Стрела ударила меня в плечо и меня вновь швырнуло на камни. Я даже не смог закричать, настолько неожиданно обрушилась новая сильнейшая боль; лишь сдавленно захрипел, пялясь на все еще подрагивающее в ране длинное древко стрелы. Снизу, от леса, долетел торжествующий крик чужака. Я в ужасе стал цепляться за камни, пытаясь подняться. Ноги беспорядочно елозили по камням и вместо того, чтобы встать, я стал сползать еще ниже. "Дзинь!" — ударилась о глыбу вторая стрела. Я подскочил — откуда только силы взялись! — и заорал. Попытался подтянуть кончиком чи копье, но только отпихнул его еще дальше. Боясь дольше оставаться на одном месте, я перелез через валун и, заметив краем глаза, что враг уже целит другой стрелой, побежал скрючив у груди руки, не решаясь дотронуться до стрелы, огнем жгущей тело. Чужак что-то закричал, требовательно и настойчиво: наверное, подумал я, требовал, чтобы я покорился судьбе и сдался, отказавшись от борьбы. Не знаю, может я так бы и сделал, по крайней мере, считая, что смертельно ранен; я действительно был готов остановиться и принять смерть от руки врага — "Зачем тянуть время?" — но боль и страх, даже не страх, а ужас или агония, кои я испытывал, не дали мне остановиться, заставляя пробираться между камней все выше и выше.
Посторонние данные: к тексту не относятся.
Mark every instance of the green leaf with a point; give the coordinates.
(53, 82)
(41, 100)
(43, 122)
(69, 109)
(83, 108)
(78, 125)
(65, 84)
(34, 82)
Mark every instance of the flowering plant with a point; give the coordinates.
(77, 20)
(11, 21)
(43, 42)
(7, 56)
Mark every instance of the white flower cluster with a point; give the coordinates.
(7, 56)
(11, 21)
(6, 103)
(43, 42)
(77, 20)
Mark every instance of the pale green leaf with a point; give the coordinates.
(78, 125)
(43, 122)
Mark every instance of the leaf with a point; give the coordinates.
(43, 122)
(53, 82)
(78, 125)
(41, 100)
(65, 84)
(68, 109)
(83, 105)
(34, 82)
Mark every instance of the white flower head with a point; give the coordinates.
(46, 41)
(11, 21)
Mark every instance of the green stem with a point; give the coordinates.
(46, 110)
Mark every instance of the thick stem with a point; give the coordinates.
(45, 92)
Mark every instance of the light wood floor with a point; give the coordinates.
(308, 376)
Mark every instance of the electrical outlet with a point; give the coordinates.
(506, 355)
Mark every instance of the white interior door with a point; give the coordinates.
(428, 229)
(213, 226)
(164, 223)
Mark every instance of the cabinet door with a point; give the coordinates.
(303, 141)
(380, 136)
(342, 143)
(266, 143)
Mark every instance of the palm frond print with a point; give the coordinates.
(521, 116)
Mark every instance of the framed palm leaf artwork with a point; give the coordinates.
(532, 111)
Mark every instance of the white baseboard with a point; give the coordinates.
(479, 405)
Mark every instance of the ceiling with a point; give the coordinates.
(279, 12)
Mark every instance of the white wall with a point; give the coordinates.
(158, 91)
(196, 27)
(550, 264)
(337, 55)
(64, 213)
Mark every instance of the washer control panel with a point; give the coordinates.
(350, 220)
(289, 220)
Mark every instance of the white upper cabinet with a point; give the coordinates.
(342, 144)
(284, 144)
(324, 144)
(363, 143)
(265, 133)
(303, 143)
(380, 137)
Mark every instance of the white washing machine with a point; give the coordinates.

И получилось это у меня довольно неплохо: я значительно опередил своего, обутого в снегоступы, преследователя. Я бежал, надрывно дыша, позабыв об осторожности, перепуганный, с глазами навыкат, плакал, стонал и подвывал, как подбитая собака. А позади, ругаясь и потрясая оружием над головой шел чужак, решивший во что бы то ни стало добить меня.